Pemuda itu melepas kacamatanya lalu melemparkan death glare, gadis di hadapannya langsung ciut melihat manik iblis menyeramkan dengan bekas luka di sekitar kelopak mata.

“Jangan sampai aku melihatmu lagi.”

Netranya bergulir menatap tangan kanan gadis itu yang memerah, “Lain kali kupatahkan kakimu.”

Jreng!

Bulu kuduknya langsung berdiri tegak, suara rendah penuh intimidasi dan nampak serius itu membuatnya ketakutan.

“A-aku-”

“Aku bukan salah satu tokoh dalam drama hidupmu,” Gun hendak berbalik, “Jadi, menjauhlah sebelum ending cerita di hidupmu tak akan pernah kau temui.”

Tap!

Tap!

Tap!

Gun pergi meninggalkan si pemilik surai perak yang terdiam di tempat, tangannya menggenggam erat tali tas selempangnya.

“Tapi kau male lead dalam drama hidup Rashta..” gumamnya lirih, pipinya memerah, gadis itu jatuh cinta, dan pada orang yang salah.

Maniknya yang berkaca-kaca menatap langit sendu, hari ini mendung. Gemuruh petir mulai terdengar lalu tak selang lama rintik hujan turun.

“Lihatlah, bahkan hujan mendukungku.”

•••

“Ow! Ow! Ow! Kau bocah ya? Malah main hujan-hujanan?!”

Si psikopat pirang memukul-mukul bahu pemuda di sampingnya, “Singkirkan tanganmu, dasar menjijikkan!” desis si kacamata hitam.

“Tidak mau tahu, aku mau pulang! Kau urus sisanya!”

“Apa-apaan?! Aku pergi bukan untuk bermain! Aku membereskan crew di Gangdong!” kesalnya.

“Membereskan mereka kan hal kecil!”

“Kau mau kupukul ya?” kacamata yang semula bertengger di hidungnya dilepas lalu dilemparkan ke atas meja, mode bertarung siap.

“Oh! Ngajak baku hantam ya?! Oke! Kujab-”

Klek!

Pintu ruangan terbuka, seseorang masuk dengan santai lalu mendudukkan dirinya di sebuah kursi kayu yang kosong.

“Jong Gun, bisa kau temani aku ke suatu tempat?”

Gun melemparkan senyum kemenangan pada Goo, “Bisa.”

“HEI! APA-APAAN?! LALU KERJAANMU BAGAIMANA?! AKU GITU YANG BERESKAN?!”

“Ya, mau bagaimana lagi?”

“Sialan kau Shiro Oni!”

Gun berjalan ke pojok ruangan lalu berjongkok dan membongkar isi sebuah kardus mie instan, jangan tertipu dengan luarnya, di dalam kardus itu ada beberapa potong pakaian dengan nominal harga ratusan juta won, “Aku mau ganti baju dulu.”

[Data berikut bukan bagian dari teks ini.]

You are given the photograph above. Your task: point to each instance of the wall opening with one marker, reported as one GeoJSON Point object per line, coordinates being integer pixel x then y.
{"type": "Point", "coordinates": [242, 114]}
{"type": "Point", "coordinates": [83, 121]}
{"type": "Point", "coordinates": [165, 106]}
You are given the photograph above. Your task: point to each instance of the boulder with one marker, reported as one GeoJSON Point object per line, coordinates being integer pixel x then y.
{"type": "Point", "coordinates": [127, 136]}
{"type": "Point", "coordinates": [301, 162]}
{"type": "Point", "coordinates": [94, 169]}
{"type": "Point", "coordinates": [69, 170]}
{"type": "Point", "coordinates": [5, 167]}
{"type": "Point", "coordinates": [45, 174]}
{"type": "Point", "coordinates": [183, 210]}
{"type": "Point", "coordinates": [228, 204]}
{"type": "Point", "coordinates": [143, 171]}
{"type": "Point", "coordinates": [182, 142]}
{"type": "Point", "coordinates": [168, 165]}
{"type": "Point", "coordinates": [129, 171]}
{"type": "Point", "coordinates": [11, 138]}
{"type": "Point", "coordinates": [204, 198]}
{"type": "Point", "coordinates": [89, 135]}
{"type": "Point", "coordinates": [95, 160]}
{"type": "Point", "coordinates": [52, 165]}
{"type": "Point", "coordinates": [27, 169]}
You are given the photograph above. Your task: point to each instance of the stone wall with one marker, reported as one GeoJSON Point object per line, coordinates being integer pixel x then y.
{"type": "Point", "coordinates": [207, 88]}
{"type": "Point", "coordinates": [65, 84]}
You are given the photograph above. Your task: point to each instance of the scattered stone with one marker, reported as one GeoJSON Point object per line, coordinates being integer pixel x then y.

Pakaian yang dikenakan pemuda bermata hitam itu basah kuyup, ia sedikit menggigil karna dingin. Di luar hujan turun dengan deras.

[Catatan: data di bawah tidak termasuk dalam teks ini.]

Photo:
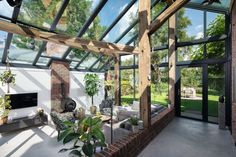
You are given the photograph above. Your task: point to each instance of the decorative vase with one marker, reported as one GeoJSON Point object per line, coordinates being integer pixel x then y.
{"type": "Point", "coordinates": [135, 128]}
{"type": "Point", "coordinates": [3, 120]}
{"type": "Point", "coordinates": [93, 110]}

“Memangnya kau mau kemana, DG?” tanya Goo pada pemuda bersurai pink yang duduk tak jauh darinya.

“Kau tak sopan sekali padaku.”

Gun berkata, “Pukul saja kepalanya.”

“Apa-apaan? Haus senioritas sekali,” cibir si surai pirang itu.

Gun berjalan keluar ruangan sambil membawa satu set pakaian formal, meninggalkan DG dan Goo di dalam ruangan berbincang tak jelas tentang masalah kesopanan pada yang lebih tua.